Savings on direct mutual funds, does it really matter?

I was looking at expense ratio of DSP Tax saver, regular is at 2.51 and direct is 1.27. Does this difference really matter? Should I invest in direct or regular?

It does matter and quite a bit. Let me tell you why.

The world around us is changing very fast. A recent survey predicts that Fixed Deposit rates in India will drop to 4.5% by 2020, gold prices haven’t gone anywhere, real estate cyclically has maybe gotten into a phase of no absolute % returns. Though this might all seem like me convincing you to invest in the markets, this is not about that. :slight_smile:

The point I am trying to make is, as a country, we are getting into a phase of much lower % return on investment across all asset classes. So maybe 5.5% from FD next 5 years vs over 10% historically. Maybe 10% from stock markets vs 15% historically. So any optimization in choice of investment that can add even few basis points to your ROI can create significant difference.

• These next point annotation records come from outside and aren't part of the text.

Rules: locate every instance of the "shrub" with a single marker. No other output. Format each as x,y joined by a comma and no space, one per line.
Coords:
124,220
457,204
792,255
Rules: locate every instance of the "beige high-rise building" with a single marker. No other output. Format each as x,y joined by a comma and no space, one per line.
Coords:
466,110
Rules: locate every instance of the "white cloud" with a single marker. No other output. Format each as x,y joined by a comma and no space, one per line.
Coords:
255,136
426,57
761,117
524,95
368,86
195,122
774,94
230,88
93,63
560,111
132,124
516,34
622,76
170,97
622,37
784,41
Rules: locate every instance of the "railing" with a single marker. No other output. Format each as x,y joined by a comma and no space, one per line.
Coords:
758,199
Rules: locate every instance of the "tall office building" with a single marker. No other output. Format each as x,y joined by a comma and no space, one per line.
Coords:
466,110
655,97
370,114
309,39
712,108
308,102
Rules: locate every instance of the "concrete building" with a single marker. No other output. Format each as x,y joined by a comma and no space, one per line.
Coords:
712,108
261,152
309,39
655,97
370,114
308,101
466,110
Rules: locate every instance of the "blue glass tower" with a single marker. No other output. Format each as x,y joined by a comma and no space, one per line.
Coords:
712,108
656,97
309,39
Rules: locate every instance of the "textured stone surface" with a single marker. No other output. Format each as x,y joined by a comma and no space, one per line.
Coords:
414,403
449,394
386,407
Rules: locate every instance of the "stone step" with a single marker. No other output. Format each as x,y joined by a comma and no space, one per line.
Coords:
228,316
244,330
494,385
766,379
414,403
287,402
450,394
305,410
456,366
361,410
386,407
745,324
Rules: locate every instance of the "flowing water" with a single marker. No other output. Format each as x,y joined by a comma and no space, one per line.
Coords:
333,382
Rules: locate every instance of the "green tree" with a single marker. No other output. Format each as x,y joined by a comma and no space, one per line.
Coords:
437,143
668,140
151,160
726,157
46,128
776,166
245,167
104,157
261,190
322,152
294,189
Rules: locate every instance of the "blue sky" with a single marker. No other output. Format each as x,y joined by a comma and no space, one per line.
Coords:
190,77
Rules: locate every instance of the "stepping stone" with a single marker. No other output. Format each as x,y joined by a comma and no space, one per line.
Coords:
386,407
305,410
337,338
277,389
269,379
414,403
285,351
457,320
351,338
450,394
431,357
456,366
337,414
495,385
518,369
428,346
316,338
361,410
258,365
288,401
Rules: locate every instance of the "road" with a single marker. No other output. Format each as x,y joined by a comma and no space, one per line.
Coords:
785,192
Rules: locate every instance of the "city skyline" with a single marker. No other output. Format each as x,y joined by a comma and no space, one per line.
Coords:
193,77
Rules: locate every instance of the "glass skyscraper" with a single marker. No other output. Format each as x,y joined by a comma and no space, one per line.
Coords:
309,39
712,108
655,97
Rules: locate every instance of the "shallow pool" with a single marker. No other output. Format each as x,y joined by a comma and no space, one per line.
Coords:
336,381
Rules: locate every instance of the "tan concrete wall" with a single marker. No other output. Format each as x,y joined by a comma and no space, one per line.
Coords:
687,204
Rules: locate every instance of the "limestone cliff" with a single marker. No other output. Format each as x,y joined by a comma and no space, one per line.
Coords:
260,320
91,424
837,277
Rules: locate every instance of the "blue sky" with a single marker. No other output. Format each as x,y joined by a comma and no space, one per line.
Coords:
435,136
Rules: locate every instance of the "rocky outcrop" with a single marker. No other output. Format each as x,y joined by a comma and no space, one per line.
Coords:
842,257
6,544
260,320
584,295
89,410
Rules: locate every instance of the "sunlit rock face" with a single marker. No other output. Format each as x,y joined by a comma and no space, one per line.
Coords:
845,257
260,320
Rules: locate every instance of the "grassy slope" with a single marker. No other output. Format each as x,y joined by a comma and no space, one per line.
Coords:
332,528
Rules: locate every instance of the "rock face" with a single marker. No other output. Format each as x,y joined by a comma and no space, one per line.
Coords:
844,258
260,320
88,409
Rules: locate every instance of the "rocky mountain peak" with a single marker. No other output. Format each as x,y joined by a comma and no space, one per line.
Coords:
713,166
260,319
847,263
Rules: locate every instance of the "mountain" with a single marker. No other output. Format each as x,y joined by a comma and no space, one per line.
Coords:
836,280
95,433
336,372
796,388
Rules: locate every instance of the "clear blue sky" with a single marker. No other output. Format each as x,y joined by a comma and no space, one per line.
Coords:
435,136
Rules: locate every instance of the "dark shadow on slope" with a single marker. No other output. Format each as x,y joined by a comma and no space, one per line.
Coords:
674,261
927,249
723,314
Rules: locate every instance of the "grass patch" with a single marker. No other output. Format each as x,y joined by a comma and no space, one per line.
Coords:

So maybe opting for debt mutual funds which are almost exactly like FDs but give say 1% higher returns. Banks take your money and lend it to others, Debt mutual funds take your money and lend it to corporates. Even though both are doing the same, Mutual funds are operationally much lighter (no branches, relationship managers, etc), hence can give higher yields.

Similarly Direct mutual funds instead of regular, where expense ratio is on an average 1% lesser across equity funds. This would mean you making 1% extra on your investment every year. This is actually more than 1% per year because this 1/365% is debited daily from NAV, if market moves up, this will be higher than 1%. Btw if you don’t know how to pick the right MF, pay a fixed fee to an advisor to help you select.

This 1% difference might seem small, but in a lower % ROI cycle that we are currently in, this is 10 to 20% extra every year. What I am trying to say is when MFs are returning 15% annually - 1% extra is 6% lesser on your return. If MF start returning 8% annually, this 1% now means 13% lesser in returns if invested in regular funds.
Compound this for 10 years, the savings made can be ridiculous. A Rs 5000 SIP monthly in direct mutual fund at end of 25 years can mean upto Rs 28lks more money vs investing in regular mutual fund (assuming 1% extra as expense and CAGR of 15%).

So yeah need to be smart about your money. Unless you hit a jackpot in life, all these small optimizations is what can eventually help create the additional delta.


But if we are investing in small amounts of few Lakhs, paying 50rs/month fee and the expense ratio would work out to be more or less same isn’t it?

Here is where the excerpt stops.